Ich hatte mich doch schon sooo gefreut Dich im nächsten Jahr kennenzulernen.


----------



## mitch (4. Aug. 2012)

*AW: Time to say goodbye*

Hallo Daniel,

 & 

"*Wat mutt dat mutt*" würden die nördlichen Eismeerfranken sagen 


den Teich hast du aber noch


----------



## Echinopsis (4. Aug. 2012)

*AW: Time to say goodbye*

Na klar mitch 

@Vera: Wieso nicht? Ich werde versuchen zu kommen, das habe ich versprochen und das steht auch


----------



## lotta (4. Aug. 2012)

*AW: Time to say goodbye*

Hallo Daniel,
ich bin zwar noch recht neu in diesem forum,
habe aber schon viel bei euch gelernt ! sicher auch dank deiner mitarbeit.
deshalb möchte ich mich bei dir , für dein engagement in diesem forum, wie auch den anderen bedanken 
und
dir alles gute wünschen
liebe grüße lotta


----------



## Vera44 (4. Aug. 2012)

*AW: Time to say goodbye*

Das ist schön Daniel:freu


----------



## lissbeth66 (4. Aug. 2012)

*AW: Time to say goodbye*

Danke für Deine Hilfe die ich bei meinem Eintritt hier erfahren durfte . Hoffe man liest sich ab und zu noch mal.

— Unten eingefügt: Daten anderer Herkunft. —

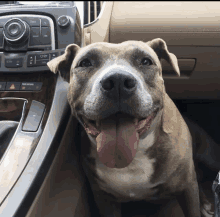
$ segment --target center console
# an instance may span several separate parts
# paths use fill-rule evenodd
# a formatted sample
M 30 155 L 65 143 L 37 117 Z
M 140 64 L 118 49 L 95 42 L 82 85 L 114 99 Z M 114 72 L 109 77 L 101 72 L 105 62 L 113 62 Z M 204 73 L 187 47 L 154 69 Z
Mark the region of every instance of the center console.
M 47 62 L 72 43 L 73 2 L 0 5 L 0 217 L 26 216 L 62 140 L 68 83 Z

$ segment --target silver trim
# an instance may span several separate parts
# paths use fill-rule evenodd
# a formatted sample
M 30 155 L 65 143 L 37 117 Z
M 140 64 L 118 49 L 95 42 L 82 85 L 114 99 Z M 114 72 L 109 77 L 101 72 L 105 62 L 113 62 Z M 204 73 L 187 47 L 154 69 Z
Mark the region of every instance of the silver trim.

Alles Gute und lieben Gruss


----------



## doh (4. Aug. 2012)

*AW: Time to say goodbye*

Hi Daniel,
ich wünsche Dir für die Zukunft nur gutes, gib auf dich acht und hoffentlich liest man sich irgendwann wieder!
Vielen Dank für deine ganzen Fachbeiträge!!!!!!!!


Bis bald 
Marcel


----------



## jolantha (4. Aug. 2012)

*AW: Time to say goodbye*

Danke für Deine guten Tips !!


----------



## Plätscher (4. Aug. 2012)

*AW: Time to say goodbye*

Vielen Dank für deine fundieten Beiträge, ich habe durch sie einiges neues erfahren und neue Erfahrungen sind der Grund warum es sich lohnt morgens aufzustehen  Danke


----------



## Stadtkind (4. Aug. 2012)

*AW: Time to say goodbye*

Oh, schade .

Auch vom mir ein herzliches DANKE !

Alles Gute


----------



## Echinopsis (4. Aug. 2012)

*AW: Time to say goodbye*

Danke euch allen!
Das zeigt mir dass jede Sekunde hier richtig investiert war 
Keine Sorge, ich werde weiter hier rein schauen, wie oft weiß ich nicht, aber wenn ich Zeit habe immer.


----------



## VolkerN (4. Aug. 2012)

*AW: Time to say goodbye*

Hallo Danel,

vielen Dank ...fuer jeden deiner Beitraege ...ich hoffe du bleibst diesem wunderbaren Forum erhalten. Dein Fachwissen und deine Herzenswaerme machen ebenso wie das Engagement einiger Anderer dieses tolle Forum aus. 

DANKE !!!!! rh


----------



## Majaberlin (5. Aug. 2012)

*AW: Time to say goodbye*

Hallo Daniel, auch ich bedaure dein Ausscheiden aus dem Team, kann das aber sehr gut verstehen, bin ja selbst Moderatorin in einem Forum und weiß, wieviel Zeit das kostet, die man eigentlich gar nicht hat.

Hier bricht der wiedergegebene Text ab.